スピードマスタープロフェッショナルの意匠を受け継ぎながらも、最新の自動巻きを載せたのが「スピードマスター コーアクシャル」である。搭載するのは、3時位置に同軸積算計を持つキャリバー9300系。これはFP1185の改良版である3300系より合理的な設計を持ち、理論上は頑強だ。また8500系がベースと考えれば、携帯精度も優れていよう。
加えてこのモデルには、最新モデルならではの要素も盛り込まれた。それが優れた外装である。ケースの見た目に大きな違いはないが、ケースの側面を見れば仕上げが向上したことは分かる。エッジのダレが抑えられたほか、鏡面の歪みも小さくなった。またブレスレットがネジ留めに変更されたほか、コマの無駄な遊びも抑えられている。スピードマスターの弱点がブレスレットにあったと思えば、これは大きな進化だ。
今なおスピードマスター プロフェッショナルは、クロノグラフの基準機であり、永遠の定番である。しかし優れた使い勝手と良質な外装を好む人には、この最新作をおすすめしたい。自動巻きのほうが使い勝手がいいのは事実だし、精度も出るとなればなおさらだろう。長年、カルトウォッチの名を恣にしてきたスピードマスター。しかしオメガは、そのデザインを受け継ぎつつも、当初目指した、普通に使えるクロノグラフを作り上げたのである。
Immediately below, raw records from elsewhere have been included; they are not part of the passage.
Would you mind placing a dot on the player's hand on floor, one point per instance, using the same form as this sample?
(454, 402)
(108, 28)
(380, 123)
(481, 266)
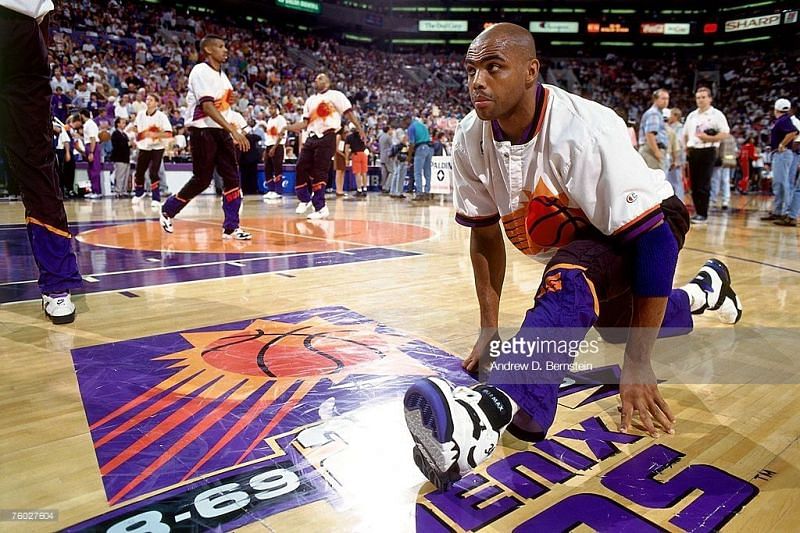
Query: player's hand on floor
(638, 390)
(481, 349)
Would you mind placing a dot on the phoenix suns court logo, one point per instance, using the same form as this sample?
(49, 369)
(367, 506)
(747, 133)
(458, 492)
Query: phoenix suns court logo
(250, 419)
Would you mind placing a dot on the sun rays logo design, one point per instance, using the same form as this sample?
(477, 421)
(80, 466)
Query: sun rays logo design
(211, 405)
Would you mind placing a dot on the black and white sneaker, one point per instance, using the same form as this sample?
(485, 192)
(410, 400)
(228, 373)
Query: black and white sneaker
(455, 430)
(711, 290)
(165, 221)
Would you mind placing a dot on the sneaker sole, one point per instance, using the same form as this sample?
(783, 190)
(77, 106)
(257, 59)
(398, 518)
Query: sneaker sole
(428, 420)
(61, 319)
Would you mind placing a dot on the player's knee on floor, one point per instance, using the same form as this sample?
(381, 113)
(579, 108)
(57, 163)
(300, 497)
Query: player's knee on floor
(567, 296)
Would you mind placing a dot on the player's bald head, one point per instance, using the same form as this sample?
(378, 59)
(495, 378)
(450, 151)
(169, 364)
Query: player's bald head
(208, 41)
(509, 38)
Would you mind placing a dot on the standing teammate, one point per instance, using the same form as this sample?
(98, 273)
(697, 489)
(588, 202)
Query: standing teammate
(212, 137)
(356, 152)
(153, 131)
(273, 155)
(322, 117)
(26, 134)
(705, 127)
(529, 155)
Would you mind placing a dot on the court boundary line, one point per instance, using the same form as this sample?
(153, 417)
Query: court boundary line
(746, 260)
(412, 255)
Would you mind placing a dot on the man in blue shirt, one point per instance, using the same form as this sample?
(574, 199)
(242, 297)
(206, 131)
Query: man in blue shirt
(781, 136)
(419, 144)
(653, 138)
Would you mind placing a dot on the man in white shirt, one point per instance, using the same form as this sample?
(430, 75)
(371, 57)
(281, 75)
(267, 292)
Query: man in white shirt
(213, 138)
(322, 118)
(91, 150)
(26, 134)
(273, 155)
(153, 132)
(703, 130)
(560, 175)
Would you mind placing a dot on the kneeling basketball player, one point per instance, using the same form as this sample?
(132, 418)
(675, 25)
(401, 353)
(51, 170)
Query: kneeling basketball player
(560, 173)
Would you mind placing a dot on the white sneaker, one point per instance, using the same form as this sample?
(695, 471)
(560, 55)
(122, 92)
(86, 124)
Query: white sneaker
(711, 290)
(166, 222)
(237, 235)
(319, 215)
(58, 308)
(455, 430)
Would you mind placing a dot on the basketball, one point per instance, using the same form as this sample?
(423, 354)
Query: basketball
(550, 223)
(288, 355)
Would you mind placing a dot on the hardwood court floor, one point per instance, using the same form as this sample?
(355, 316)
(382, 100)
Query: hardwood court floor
(148, 367)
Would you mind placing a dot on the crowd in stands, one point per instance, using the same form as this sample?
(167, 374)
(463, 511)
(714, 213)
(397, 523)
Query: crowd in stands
(107, 56)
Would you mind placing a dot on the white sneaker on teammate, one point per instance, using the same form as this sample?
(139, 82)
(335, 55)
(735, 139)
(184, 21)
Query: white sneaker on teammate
(58, 308)
(166, 222)
(319, 215)
(710, 290)
(237, 235)
(455, 430)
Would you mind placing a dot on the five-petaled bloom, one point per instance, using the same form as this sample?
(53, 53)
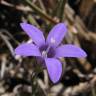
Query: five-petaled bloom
(50, 50)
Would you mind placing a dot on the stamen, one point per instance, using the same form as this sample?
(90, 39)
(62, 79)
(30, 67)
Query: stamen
(53, 40)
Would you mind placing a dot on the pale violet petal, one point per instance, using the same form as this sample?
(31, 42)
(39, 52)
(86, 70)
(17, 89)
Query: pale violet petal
(54, 68)
(27, 50)
(34, 33)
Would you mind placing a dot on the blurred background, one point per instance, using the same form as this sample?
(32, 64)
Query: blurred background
(17, 77)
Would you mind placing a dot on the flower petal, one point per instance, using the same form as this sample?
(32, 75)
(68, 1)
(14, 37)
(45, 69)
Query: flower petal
(57, 34)
(69, 51)
(27, 50)
(34, 33)
(54, 68)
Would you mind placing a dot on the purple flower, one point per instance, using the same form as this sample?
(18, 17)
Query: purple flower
(50, 49)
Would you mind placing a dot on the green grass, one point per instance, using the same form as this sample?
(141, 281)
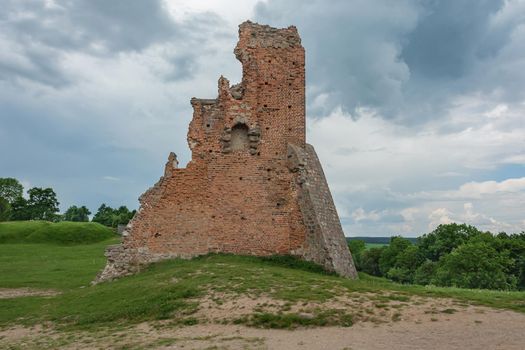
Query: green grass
(171, 289)
(65, 233)
(49, 266)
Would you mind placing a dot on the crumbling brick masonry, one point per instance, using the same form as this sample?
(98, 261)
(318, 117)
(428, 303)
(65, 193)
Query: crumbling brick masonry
(253, 186)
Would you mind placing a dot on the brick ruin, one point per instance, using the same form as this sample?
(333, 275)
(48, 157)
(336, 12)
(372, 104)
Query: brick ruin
(253, 185)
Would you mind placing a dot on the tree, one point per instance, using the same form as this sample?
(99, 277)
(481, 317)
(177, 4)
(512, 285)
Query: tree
(476, 265)
(10, 189)
(444, 239)
(5, 209)
(42, 204)
(20, 210)
(108, 216)
(425, 272)
(357, 247)
(78, 214)
(370, 261)
(389, 257)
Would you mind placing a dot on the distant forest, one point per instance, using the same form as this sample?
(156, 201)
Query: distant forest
(378, 240)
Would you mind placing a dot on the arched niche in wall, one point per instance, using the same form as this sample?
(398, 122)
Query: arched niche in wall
(239, 137)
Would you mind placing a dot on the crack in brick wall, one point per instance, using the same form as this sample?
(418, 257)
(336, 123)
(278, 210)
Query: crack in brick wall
(241, 192)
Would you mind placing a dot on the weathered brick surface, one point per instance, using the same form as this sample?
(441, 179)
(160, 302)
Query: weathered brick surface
(240, 193)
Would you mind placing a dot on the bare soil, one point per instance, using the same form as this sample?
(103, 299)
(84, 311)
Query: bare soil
(8, 293)
(418, 324)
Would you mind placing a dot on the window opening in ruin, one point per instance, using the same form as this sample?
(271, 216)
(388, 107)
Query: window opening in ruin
(239, 137)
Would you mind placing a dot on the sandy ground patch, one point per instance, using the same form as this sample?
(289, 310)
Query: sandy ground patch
(7, 293)
(471, 327)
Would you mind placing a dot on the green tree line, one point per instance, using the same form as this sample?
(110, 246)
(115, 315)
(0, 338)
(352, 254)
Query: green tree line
(42, 204)
(457, 255)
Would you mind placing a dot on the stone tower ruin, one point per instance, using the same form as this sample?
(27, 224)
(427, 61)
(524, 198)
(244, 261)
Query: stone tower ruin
(253, 185)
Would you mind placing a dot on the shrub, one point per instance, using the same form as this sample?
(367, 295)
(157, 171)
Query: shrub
(370, 261)
(390, 255)
(425, 272)
(5, 209)
(357, 247)
(444, 239)
(476, 265)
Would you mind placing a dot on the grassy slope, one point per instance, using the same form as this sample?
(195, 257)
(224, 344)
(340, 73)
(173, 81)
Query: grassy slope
(169, 289)
(65, 233)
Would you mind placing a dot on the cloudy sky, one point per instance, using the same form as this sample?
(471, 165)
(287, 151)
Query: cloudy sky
(416, 107)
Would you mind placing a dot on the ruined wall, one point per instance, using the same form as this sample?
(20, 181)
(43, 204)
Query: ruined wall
(238, 193)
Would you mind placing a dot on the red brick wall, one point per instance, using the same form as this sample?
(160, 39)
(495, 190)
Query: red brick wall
(239, 193)
(236, 201)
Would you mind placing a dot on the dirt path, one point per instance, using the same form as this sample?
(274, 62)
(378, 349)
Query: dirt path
(8, 293)
(469, 328)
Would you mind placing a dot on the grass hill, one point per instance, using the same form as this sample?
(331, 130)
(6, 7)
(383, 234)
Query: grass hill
(64, 233)
(282, 292)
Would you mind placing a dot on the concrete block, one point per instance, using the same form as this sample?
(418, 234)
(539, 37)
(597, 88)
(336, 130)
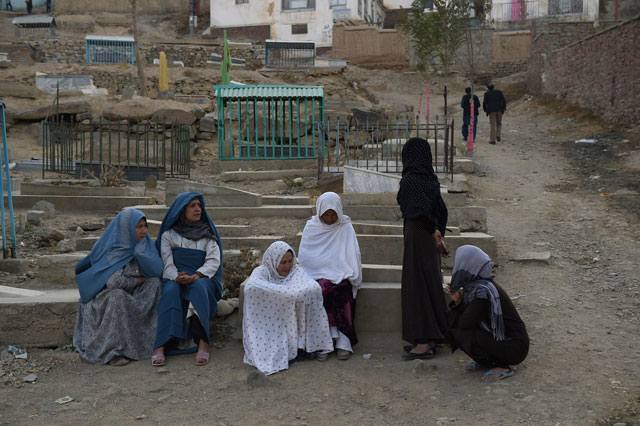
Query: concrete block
(459, 184)
(259, 243)
(262, 175)
(214, 196)
(381, 273)
(59, 268)
(54, 313)
(34, 217)
(75, 188)
(155, 212)
(85, 244)
(14, 266)
(279, 164)
(463, 165)
(533, 257)
(468, 219)
(79, 203)
(285, 200)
なお本記事の作成に関しては、オメガミュージアムとそのチームから多大な協力を得た。改めて謝意を表したい。なお現在彼らは、スピードマスターがNASAに採用されるに至った経緯を改訂中である。詳細は正式な発表を待ちたいが、今後ヒューストンの時計屋云々といったくだりは、全面的に改められるだろう。